In Staffel 3 fügt sich endlich alles zusammen. Es wirkt fast so, als hätte man sich die vorherige Kritik zu Herzen genommen und würde sich bemühen, nun mehr Hintergründe und Erklärungen zu liefern. Der Fokus liegt in dieser Staffel auf den sogenannten Metzelspielen, die nach dem überraschenden Ende der 2. Staffel sofort ausgerufen werden. In übersichtlichen Grafiken werden anfangs die Regeln erklärt, wodurch man einen guten Überblick über das Ausmaß der Spiele und die Ziele unserer Heldengruppe bekommt. Auch in den Kämpfen gibt es nun mehr Erklärungen. Die Kampfstile der verschiedenen Figuren sind weiterhin einzigartig und somit auf den ersten Blick schwer zu verstehen. Doch dieses Mal gibt sich die Serie extrem viel Mühe, alles verständlich zu machen. Exemplarisch dafür steht der Kampf gegen die Dame mit den Sternbildern. Die Actionsequenzen sind weiterhin großartig, und jetzt stimmt auch das Drumherum. Erzählerische Atempausen gibt es bei der nur 12 Folgen umfassenden 3. Staffel ebenfalls nicht. Nur schade, dass wir nun auf den zweiten Teil der Metzelspiele noch eine Weile warten müssen.

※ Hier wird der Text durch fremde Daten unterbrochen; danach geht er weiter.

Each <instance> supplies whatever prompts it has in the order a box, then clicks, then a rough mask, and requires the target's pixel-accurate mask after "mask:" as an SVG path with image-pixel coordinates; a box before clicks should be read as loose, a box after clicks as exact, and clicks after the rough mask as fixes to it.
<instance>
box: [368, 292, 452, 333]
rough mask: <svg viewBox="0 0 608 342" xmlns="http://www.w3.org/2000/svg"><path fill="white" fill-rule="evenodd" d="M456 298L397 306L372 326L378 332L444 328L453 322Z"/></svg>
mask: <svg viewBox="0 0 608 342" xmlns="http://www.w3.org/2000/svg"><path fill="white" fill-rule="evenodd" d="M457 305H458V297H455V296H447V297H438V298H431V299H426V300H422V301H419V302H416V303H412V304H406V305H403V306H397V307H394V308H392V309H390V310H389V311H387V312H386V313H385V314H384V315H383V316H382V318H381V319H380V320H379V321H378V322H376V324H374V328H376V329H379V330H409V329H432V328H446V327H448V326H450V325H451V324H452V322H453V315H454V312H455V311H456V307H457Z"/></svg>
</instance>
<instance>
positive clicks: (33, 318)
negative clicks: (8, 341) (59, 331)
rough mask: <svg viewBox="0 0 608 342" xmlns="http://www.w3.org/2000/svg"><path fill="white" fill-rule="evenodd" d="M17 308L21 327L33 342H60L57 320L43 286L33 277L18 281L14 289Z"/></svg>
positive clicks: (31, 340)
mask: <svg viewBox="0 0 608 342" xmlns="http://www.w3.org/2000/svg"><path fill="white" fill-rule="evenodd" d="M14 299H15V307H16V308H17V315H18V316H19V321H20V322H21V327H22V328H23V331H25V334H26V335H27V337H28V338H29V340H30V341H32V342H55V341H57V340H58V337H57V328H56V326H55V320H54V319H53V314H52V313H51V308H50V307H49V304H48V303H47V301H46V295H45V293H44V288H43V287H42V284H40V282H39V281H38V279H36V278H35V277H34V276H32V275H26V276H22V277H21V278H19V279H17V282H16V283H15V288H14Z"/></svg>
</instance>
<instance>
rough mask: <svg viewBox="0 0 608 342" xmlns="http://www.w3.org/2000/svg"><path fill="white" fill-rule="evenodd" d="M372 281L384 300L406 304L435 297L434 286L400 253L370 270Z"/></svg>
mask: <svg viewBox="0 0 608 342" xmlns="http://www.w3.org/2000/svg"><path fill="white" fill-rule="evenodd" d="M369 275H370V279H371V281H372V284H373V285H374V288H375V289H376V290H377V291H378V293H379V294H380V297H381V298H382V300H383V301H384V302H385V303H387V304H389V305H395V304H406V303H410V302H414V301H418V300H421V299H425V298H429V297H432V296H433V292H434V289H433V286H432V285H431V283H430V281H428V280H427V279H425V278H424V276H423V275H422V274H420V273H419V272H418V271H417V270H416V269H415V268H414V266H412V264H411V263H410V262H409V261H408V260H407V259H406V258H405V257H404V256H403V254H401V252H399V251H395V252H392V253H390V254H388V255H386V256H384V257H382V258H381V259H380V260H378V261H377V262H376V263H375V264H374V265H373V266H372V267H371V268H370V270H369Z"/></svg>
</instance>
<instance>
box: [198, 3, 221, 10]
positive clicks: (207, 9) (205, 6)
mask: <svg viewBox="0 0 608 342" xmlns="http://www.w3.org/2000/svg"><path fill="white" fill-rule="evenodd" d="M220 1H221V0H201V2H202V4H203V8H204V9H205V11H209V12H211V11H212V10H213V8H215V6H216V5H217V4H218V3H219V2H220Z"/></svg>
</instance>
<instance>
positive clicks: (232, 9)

Zusammenfassend ist „Jujutsu Kaisen” ein Fantasy-Action-Abenteuer-Spektakel, das von vielen unterschiedlichen Animes inspiriert scheint und eine gewisse Person Wahnsinn ausstrahlt. Klingt diese Mischung sehr seltsam? Vielleicht, aber letztlich ist die Serie in den ersten beiden Staffeln überwiegend unterhaltsam, temporeich, stark inszeniert und gut animiert (gezeichnet). Somit möchte ich die Serie empfehlen, zumindest wenn man mit Dämonen, Action oder Dragon Ball etwas anfangen kann. Fans von toll inszenierten Anime-Kämpfen kommen voll auf ihre Kosten.